An original ink and watercolor sketch by F. Aitken of the great tragedian Edmund Kean as Othello. Photo: Courtesy of Laurence Senelick CollectionAn original ink and watercolor sketch by F. Aitken of the great tragedian Edmund Kean as Othello. Photo: Courtesy of Laurence Senelick Collection
That’s changed. “Paris has dried up, and London, too, to some degree,” he said. “It used to be, if it was raining and you had an hour before the play started, you’d go to a bookstore and just browse around and find something,” he said wistfully. “Now, there are no more stores.”

“If You Own It, the Power of That Thing Is Yours”

Stores may come and go, but Senelick’s passion for collection remains unabated. “I think a psychiatrist would say that there is a sense of proprietorship—it’s like a totem,” he said, speculating on just what keeps him going.

“If you own it, the power of that thing is yours,” he said. “There is something to that. I’ve also found that I like having the material within easy reach. And this is important, too—when you’re doing research, there is no substitute for looking at the original.”

In fact, that visceral connection with the past is perhaps the source of its seduction. To hold a playbill that was once held by a theatergoer in London more than a hundred years ago, “you become more aware of the past as living—how people lived,” he said.

The collection has another lesson, one that Senelick shares with his students. “I tell them, by the time you had breakfast and came to this class you have seen more images than the average person living in the Middle Ages would have seen in a lifetime,” he said.

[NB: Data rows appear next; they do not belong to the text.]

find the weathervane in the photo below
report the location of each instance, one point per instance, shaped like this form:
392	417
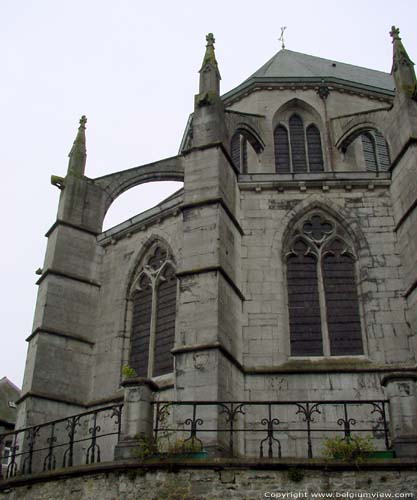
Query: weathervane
281	38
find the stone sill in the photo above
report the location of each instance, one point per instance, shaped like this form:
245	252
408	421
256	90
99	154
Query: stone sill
217	464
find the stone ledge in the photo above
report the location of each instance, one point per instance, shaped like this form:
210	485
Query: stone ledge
215	464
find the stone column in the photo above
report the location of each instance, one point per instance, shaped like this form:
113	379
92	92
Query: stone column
137	418
401	391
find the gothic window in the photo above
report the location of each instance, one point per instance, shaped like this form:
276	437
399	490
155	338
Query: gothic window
153	318
297	149
239	151
322	292
375	151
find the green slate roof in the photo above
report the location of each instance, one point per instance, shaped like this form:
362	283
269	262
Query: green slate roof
289	66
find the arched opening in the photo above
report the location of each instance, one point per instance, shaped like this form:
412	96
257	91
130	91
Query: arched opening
153	297
245	145
367	149
298	140
139	199
323	299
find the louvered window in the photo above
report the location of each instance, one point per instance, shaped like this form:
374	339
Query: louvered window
315	155
153	318
299	150
239	152
322	295
282	150
375	151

“They would only see images in church, the same ones week after week. And in Victorian times, you would be expected to stand in front of a painting for an hour, because the painter had included so many details,” Senelick said. “Today, we don’t look at things closely. So I am teaching them to look. Take some time. Look at the colors—what did the artist have in mind? Every element can convey something about that time and event.”

Japanese woodblock print triptych by Kunichika, showing, from right, male kabuki actors in a version of Bulwer-Lytton’s play “Money,” and Western actors in Offenbach’s operetta “The Grand Duchess,” Shintomi-za, Yokohama, 1879. Photo: Courtesy of Laurence Senelick CollectionJapanese woodblock print triptych by Kunichika, showing, from right, male kabuki actors in a version of Bulwer-Lytton’s play “Money,” and Western actors in Offenbach’s operetta “The Grand Duchess,” Shintomi-za, Yokohama, 1879. Photo: Courtesy of Laurence Senelick Collection
Senelick will be giving the keynote at a Stanislavsky conference in Malta in April, and the end of this spring semester, he will retire from Tufts. He continues, characteristically, to be inspired by his collection to write. “Usually an idea incubates somewhere in the back of my mind,” he said. “And then sometimes the trigger is a conference theme.”

Next year is the bicentennial of Jacques Offenbach’s birth, “so I have already been invited to Frankfurt and Cologne to speak, and I’ve already lent images from the collection for an exhibition,” he added. “I am probably going to be pretty peripatetic. Retirement is just going to open up my schedule!”

And will he continue, on his travels to far-flung destinations, be looking for the next addition to his collection? “Oh definitely, definitely,” he said. “I always manage to find something.”